Yes, ideally no gas would need to be bought.
The question is what would the alternative look like?
Long-term the alternative should be running turbines off of mediums with lower boiling temperatures close to Natural temperature differences we can find to boil and cool a medium with very little extra energy. But we can’t do that because of oil.
Wait, this is an idea I’ve not heard before.
The idea would be that turbine efficiency would increase because the alternative evaporating compound, traditionally water/steam, has a lower boiling point?
Or is the idea that the lower boiling point allows for ecologically preferrable heat sources?
Yeah for instance there are ammonia boilers that boil ammonia at 80° f and cool it at 60° and take advantage of natural temperature variations to do it. With the right medium you could use this in anywhere from Antarctica to Death Valley. With the right engineering.
BESS, geothermal, and moar solar. And consider this: everything that burns fossil today and gets electrified (water boilers -> heat pumps, electric cars), is the equivalent of a source of energy if the same amount of fuel is put into high efficiency generators instead; what one gas boiler burns is enough for ~3-4 homes with heat pumps. One diesel car -> 3-4 evs. Which means we’ll need a lot less of it overall. All this without counting the costs of pollution which are astronomical since we have socialized healthcare almost everywhere in Europe.
We still have nuclear and hydro of course, but those are kinda maxed out for our geography or they cost too much to scale up.

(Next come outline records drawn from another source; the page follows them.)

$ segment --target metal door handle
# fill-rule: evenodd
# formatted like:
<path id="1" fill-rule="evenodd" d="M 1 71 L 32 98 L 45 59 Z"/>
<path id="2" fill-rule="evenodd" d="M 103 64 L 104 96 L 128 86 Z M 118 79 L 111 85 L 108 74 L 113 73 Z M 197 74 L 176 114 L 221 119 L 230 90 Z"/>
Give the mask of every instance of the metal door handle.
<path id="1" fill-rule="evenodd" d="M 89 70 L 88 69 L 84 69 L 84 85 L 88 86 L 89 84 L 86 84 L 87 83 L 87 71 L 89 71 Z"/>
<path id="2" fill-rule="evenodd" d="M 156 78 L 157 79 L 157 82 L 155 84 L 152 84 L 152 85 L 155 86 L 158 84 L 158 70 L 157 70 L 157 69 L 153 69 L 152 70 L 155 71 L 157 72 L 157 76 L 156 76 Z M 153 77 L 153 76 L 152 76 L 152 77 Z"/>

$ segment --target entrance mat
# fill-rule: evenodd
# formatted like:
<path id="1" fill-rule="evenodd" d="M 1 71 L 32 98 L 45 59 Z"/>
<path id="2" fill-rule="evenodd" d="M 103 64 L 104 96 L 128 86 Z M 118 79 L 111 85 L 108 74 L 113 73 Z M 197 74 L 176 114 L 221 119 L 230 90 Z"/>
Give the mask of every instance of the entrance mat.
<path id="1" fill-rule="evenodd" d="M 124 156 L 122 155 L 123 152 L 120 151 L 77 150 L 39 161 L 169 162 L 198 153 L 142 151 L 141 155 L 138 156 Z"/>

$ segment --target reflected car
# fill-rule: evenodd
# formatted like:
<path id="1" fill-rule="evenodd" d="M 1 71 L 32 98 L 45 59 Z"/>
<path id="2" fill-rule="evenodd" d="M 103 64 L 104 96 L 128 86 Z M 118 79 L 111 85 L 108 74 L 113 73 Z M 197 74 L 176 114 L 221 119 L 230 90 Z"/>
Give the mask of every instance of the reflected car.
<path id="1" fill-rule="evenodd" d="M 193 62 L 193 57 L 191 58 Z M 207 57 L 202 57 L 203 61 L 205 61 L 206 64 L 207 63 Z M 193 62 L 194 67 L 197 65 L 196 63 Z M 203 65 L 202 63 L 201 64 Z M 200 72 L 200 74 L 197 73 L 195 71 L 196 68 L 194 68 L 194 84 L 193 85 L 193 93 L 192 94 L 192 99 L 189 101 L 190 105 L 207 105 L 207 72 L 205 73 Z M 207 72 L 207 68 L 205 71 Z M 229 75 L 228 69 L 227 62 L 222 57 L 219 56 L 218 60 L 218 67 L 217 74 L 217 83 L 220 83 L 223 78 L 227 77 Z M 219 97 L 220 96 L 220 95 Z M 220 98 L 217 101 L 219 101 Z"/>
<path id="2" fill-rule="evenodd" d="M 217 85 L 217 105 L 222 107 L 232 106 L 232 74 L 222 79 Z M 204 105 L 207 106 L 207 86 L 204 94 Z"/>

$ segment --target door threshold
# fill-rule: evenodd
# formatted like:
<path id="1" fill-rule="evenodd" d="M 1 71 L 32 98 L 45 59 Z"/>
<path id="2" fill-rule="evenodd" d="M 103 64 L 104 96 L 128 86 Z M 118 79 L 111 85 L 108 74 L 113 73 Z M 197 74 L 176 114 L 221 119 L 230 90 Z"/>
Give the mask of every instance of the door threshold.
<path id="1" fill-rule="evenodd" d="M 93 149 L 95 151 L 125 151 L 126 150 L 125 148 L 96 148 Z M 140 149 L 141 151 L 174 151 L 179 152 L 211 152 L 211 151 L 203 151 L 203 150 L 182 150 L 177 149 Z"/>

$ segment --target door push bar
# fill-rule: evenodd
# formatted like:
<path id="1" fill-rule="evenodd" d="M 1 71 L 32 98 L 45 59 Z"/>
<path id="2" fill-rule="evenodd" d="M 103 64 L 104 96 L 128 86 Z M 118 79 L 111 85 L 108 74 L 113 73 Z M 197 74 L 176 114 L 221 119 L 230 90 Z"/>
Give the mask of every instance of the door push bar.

Even in the best case scenario of oversizing production by solar and wind generation, storage requirements are very large. It’s only technically feasable with some sort of long term storage and massive interconnect investments (see 1. Section 3.6 The relevance of storage ).
But that technology doesn’t exist (yet?) beyond lab scale. Our current path of investing in solar and wind thus cements the need for fossil fuels for decades to come.
Hence the question: what future is the author arguing for?
Hydroelectricity can work. It’s really destructive for the environment, though. When you have excess solar and wind, pump some water back up behind the dam. Then make more hydroelectric power when there’s no wind.
Hydroelectricity will certainly be necessary! But sadly even that’s insufficient (1). Many people underestimate the scale of the intermittency problem, and resulting storage requirements.
There’s a need for long term storage. But sadly existing technology such as green hydrogen, syngas, compressed air… is still incredibly inefficient and/or does not scale. Until that exists, our current path of wind + solar power generation will require fossil fuels. Of those fuels, EU bet hard on gas. That was (is?) politically the most convenient in terms of price - ecological impact tradeoff.